I started using LLMs for translation after GPT-4 came out in March 2023—not that long ago! At first, the biggest problem was the context window: it wasn’t possible to translate more than a couple of pages at a time. Also, prompt writing was in its infancy, and a lot of techniques that have since emerged were not yet widely known. Even now, I still do a lot of trial and error with my prompts, and I cannot say with confidence that my current prompting methods are the best.
But, for what it’s worth, here are some strategies I currently use when translating with LLMs:
- In the prompt, I explain where the source text came from, how the translation will be used, and how I want it to be translated. Below is a (fictional) example, prepared through some metaprompting experiments with Claude:
https://www.gally.net/temp/20250201sampletranslationprompt.h...
- I run the prompt and source text through several LLMs and glance at the results. If they are generally in the style I want, I start compiling my own translation based on them, choosing the sentences and paragraphs I like most from each. As I go along, I also make my own adjustments to the translation as I see fit.
- After I have finished compiling my draft based on the LLM versions, I check it paragraph by paragraph against the original Japanese (since I can read Japanese) to make sure that nothing is missing or mistranslated. I also continue polishing the English.
- When I am unable to think of a good English version for a particular sentence, I give the Japanese and English versions of the paragraph it is contained in to an LLM (usually, these days, Claude) and ask for ten suggestions for translations of the problematic sentence. Usually one or two of the suggestions work fine; if not, I ask for ten more. (Using an LLM as a sentence-level thesaurus on steroids is particularly wonderful.)
- I give the full original Japanese text and my polished version to one of the LLMs and ask it to compare them sentence by sentence and suggest corrections and improvements to the translation. (I have a separate prompt for this step.) I don’t adopt most of the LLM’s suggestions, but there are usually some that I agree would make the translation better. I update the translation accordingly. I then repeat this step with the updated translation and another LLM, starting a new chat each time. Often I cycle through ChatGPT --> Claude --> Gemini several times before I stop getting suggestions that I feel are worth adopting.
- I then put my final translation through a TTS engine—usually OpenAI’s—and listen to it read aloud. I often catch minor awkwardnesses that I would overlook if reading silently.
This particular workflow works for me because I am using LLMs to translate in the same language direction I did manually for many years. If I had to translate to or from a language I don’t know, I would add extra steps to have LLMs check and double-check the accuracy of the translation and the naturalness of the output.
I was asked recently by some academics I work with about how to use LLMs to translate documents related to their research into Japanese, a language they don’t know. It’s an interesting problem, and I am planning to spend some time thinking about it soon.
Please note that my translation process above is focused on quality, not on speed. If I needed to translate a large volume of text more quickly, I would write a program to do the translation, checking, and rechecking through API calls, accepting the fact that I would not be able to check and polish the translation manually as I do now.

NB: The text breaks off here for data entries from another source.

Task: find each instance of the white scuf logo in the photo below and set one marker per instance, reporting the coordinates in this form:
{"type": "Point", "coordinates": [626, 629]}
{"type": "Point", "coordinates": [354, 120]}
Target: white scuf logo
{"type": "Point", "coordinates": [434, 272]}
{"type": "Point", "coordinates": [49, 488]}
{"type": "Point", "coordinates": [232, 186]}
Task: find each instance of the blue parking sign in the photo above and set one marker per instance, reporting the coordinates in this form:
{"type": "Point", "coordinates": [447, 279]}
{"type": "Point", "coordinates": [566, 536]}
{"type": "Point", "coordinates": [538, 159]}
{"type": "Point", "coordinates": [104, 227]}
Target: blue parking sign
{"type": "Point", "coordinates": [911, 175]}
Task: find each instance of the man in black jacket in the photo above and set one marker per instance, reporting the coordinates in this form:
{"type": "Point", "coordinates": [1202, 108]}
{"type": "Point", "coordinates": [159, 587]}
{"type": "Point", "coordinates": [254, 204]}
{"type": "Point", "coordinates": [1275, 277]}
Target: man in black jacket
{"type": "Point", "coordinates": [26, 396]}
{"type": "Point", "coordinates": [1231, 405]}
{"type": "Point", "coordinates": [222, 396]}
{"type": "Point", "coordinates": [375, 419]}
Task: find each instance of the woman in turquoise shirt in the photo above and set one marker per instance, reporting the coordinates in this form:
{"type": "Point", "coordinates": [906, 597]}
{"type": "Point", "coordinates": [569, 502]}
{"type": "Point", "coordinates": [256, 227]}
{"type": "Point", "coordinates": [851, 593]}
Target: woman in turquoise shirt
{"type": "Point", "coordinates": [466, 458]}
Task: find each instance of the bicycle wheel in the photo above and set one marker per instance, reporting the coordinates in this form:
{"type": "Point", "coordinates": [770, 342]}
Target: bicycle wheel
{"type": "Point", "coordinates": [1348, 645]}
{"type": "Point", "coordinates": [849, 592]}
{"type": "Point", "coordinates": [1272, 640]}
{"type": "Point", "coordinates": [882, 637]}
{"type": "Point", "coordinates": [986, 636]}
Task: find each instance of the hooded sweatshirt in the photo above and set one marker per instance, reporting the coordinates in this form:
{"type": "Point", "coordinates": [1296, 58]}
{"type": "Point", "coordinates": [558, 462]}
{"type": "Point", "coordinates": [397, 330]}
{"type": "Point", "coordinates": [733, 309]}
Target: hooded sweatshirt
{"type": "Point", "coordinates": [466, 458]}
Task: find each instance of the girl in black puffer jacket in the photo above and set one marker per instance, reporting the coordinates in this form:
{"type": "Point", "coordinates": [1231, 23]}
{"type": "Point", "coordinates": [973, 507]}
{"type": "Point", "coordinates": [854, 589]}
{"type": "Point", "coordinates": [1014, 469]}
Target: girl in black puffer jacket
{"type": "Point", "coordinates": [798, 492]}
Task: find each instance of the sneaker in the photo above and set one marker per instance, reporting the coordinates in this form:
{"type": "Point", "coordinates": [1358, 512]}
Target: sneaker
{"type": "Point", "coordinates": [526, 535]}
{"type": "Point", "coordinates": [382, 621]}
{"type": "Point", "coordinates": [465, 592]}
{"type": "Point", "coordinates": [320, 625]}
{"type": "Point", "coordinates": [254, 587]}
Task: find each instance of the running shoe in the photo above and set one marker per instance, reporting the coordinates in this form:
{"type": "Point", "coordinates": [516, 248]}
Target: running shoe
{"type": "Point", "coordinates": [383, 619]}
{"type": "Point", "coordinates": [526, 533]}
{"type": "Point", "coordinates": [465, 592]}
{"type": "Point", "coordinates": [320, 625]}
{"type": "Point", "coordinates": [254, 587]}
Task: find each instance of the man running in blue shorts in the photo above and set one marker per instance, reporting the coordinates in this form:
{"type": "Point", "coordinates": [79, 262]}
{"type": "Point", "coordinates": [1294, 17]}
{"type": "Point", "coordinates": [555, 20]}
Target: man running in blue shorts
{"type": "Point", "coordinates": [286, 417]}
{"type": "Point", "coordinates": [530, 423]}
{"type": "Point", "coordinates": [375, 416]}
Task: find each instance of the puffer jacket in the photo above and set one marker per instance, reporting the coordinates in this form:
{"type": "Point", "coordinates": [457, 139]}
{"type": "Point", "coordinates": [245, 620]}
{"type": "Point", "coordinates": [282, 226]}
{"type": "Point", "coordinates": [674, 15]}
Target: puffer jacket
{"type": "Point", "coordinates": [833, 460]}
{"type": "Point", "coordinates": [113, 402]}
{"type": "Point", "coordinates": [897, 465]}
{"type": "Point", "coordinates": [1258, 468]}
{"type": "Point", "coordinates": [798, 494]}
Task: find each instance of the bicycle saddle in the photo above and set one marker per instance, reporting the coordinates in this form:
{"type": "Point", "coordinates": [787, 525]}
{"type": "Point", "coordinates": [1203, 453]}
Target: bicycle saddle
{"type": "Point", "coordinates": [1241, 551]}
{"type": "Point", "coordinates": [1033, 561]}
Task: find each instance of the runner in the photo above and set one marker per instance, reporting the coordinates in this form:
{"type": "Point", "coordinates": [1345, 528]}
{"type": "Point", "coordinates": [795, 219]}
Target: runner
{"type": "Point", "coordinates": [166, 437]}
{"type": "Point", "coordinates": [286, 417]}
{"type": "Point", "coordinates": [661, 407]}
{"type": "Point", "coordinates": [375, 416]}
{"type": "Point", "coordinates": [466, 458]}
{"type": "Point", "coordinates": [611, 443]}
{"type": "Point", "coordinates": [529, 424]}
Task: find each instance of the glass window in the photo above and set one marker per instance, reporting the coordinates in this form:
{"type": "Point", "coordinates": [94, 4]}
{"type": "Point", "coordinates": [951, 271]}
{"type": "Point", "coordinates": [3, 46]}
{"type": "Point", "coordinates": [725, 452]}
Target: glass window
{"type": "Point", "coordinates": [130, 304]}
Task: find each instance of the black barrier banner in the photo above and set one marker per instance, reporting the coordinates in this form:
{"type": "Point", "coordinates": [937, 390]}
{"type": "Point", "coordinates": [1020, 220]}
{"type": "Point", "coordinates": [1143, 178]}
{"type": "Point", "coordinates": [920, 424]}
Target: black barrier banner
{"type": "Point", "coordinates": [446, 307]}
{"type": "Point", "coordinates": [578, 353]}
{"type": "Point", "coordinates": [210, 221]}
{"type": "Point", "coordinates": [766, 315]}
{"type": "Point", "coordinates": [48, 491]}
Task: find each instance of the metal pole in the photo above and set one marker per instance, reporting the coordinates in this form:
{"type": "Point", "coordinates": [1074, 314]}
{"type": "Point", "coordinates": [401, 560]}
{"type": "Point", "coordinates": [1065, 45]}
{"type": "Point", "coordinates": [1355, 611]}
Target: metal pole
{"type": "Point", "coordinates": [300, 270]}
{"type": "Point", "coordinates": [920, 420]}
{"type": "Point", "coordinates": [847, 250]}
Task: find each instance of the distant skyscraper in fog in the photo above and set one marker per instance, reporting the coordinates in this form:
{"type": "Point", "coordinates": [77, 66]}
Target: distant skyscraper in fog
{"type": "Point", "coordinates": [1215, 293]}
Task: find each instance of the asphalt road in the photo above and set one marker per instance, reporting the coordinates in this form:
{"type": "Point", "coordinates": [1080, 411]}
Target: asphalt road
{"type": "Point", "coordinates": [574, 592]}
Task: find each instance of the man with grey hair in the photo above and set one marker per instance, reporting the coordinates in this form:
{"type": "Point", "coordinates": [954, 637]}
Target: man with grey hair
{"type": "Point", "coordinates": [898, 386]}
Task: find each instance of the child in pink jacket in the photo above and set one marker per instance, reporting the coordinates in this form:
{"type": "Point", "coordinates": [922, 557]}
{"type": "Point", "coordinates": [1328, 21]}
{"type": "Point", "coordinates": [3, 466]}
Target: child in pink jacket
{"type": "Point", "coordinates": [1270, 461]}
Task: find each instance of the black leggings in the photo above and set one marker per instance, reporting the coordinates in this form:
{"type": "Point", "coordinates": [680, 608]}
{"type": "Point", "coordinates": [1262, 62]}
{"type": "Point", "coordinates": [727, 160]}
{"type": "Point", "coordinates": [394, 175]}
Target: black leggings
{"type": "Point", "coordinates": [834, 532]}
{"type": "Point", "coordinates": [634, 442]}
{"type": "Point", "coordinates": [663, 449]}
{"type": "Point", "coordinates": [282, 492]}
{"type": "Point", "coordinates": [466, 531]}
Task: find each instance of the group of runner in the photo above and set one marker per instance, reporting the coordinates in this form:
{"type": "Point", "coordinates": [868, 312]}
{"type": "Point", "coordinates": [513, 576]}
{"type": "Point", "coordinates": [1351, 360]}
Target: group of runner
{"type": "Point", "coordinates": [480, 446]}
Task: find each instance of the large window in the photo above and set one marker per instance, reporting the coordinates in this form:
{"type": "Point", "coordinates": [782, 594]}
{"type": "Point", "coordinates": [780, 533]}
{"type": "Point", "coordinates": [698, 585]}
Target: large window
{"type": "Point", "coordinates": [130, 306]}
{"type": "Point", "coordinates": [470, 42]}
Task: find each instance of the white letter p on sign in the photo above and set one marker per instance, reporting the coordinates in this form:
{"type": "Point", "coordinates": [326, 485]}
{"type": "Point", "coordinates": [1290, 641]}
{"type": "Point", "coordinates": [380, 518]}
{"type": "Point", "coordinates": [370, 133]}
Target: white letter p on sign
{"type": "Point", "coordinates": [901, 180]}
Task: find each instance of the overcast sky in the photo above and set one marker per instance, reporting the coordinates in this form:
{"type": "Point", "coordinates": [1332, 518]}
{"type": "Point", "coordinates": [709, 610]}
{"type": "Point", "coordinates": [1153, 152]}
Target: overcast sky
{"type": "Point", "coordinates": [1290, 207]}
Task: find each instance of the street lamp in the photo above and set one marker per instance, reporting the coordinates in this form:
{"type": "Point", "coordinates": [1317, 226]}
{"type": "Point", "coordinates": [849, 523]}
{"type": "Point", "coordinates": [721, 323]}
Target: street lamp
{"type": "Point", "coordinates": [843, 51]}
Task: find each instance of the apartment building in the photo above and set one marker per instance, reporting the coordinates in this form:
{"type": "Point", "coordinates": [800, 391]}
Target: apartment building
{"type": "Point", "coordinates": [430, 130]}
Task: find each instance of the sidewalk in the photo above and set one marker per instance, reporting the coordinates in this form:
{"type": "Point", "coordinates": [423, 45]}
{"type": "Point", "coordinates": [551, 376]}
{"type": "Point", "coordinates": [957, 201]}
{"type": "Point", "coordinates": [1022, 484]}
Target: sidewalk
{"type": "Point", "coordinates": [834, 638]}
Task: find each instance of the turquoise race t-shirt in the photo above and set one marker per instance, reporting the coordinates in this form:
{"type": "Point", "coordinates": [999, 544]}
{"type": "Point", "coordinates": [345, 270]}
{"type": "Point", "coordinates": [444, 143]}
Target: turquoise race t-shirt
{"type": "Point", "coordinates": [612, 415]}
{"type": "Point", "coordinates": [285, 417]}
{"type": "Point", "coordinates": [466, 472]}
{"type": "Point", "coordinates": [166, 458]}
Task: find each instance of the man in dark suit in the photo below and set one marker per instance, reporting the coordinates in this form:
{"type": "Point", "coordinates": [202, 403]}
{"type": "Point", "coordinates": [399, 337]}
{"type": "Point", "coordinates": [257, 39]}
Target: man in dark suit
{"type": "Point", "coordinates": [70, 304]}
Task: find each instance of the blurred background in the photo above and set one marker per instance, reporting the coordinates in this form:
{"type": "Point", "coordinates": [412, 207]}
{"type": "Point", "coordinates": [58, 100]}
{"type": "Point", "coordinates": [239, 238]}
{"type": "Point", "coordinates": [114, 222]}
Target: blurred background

If anyone here would like to brainstorm together about how to use LLMs for translation, please feel free to email me. My website, with my email address on the Contact page, is linked from my HN profile page.
Would make a great article for your own site, otherwise I'm happy to link to it here instead.
I also use many LLMs to assist my translation tasks.
Recently, I have also been using Google AI Studio [1], and I find the its latest models to be smarter.
I have a large collection of Neo-Latin texts I’m trying to get translated.
My goal is to increase the accessibility of the works — not to create a perfect translation. I want to use LLMs to put text on the facing page of the source text. Errors present in the translation, I hope, can be addressed in a Wikimedia-style community editing system.
This approach could .01x lower the cost of translation—and train readers to question translations (something that is a very good thing to learn!)
Would you still expect this to produce a better result than Deepl or other purpose-built translation software?
I’ve experienced the same thing with long-form translation. I would expect that chunking the translation (page or paragraph at a time) would fix the missing paragraph problem but potentially the loss of context would cause other problems.
This is such a common use case — would love to find resources.